Creo que no se trata de un caminante
solitario. El magisterio de Corredor ha querido mostrarlo solo porque lo
adentra en un territorio, el de su exhibición pública, que siempre comporta
bastante hostilidad. Sea cual sea el sendero por el que transita, el Caminante podría estar rodeado de una
muchedumbre pero esta no haría más que acentuar la paradójica soledad del
hombre en las ciudades. Deambula para salir a nuestro encuentro, para encontrar
la atención del observador, para mostrarse ante los demás y así cumplir el noble
destino para el que ha sido engendrado.
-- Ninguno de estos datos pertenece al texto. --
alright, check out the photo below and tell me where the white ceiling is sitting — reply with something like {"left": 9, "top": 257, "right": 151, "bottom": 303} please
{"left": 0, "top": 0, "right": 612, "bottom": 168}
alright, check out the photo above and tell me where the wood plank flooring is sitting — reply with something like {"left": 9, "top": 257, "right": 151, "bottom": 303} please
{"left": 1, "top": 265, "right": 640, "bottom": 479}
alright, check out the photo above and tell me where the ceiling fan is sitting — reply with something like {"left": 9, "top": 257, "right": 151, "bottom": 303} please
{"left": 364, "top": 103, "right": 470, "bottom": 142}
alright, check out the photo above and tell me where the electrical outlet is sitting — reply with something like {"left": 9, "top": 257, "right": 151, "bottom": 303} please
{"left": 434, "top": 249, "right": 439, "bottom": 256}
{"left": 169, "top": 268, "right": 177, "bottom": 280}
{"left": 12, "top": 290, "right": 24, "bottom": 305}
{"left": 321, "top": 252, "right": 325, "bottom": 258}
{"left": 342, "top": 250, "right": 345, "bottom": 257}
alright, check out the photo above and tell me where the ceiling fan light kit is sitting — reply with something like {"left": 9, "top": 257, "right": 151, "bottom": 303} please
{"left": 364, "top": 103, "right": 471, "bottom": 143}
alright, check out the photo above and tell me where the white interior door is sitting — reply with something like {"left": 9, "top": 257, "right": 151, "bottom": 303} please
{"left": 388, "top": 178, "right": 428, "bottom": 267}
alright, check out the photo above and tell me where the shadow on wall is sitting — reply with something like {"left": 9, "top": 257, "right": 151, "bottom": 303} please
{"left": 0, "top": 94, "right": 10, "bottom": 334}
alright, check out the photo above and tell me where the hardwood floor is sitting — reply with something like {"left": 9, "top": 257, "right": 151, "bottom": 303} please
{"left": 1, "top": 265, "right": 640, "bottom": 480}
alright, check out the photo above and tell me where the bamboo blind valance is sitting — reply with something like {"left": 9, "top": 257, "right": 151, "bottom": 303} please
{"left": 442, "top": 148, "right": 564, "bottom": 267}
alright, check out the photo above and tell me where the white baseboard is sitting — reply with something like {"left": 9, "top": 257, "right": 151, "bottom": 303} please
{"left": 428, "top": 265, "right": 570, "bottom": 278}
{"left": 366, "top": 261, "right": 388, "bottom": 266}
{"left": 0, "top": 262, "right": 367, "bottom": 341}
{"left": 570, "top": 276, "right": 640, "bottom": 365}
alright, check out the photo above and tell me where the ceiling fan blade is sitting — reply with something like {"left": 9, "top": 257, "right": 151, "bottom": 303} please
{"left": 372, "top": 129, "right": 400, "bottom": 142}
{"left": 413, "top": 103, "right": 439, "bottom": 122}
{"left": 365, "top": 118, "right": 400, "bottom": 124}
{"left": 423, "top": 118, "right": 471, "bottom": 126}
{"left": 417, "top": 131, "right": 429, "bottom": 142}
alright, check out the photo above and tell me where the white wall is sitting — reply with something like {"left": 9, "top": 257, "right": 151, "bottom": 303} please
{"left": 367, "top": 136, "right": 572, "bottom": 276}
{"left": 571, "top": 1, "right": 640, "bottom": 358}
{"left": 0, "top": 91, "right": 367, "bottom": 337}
No se trata de una simple curiosidad,
se trata de un silencioso diálogo con nuestra propia entereza, con nuestro
interior más recóndito, con la virtud que la imperfección humana es capaz
–tantas veces- de descubrir desde el balcón de la sinceridad y la inquietud.
Encontrar nuestro Caminante
bajo la luz de esta brillante Sala de
Exposiciones es un verdadero privilegio y todo un acierto de quienes, con
franca generosidad, han tenido la idea de mostrarnos esta imprescindible Antológica de mi admirado amigo y
compañero académico Juan Antonio Corredor. Guardar de nuevo esta obra delicada
y paciente en la fértil soledad de su estudio debiera entristecernos. Y mucho.
Porque nadie tiene más derecho a guardar la luz, beber la lluvia y respirar el
aire, tantas veces ingrato, de esta asombrosa ciudad de Granada.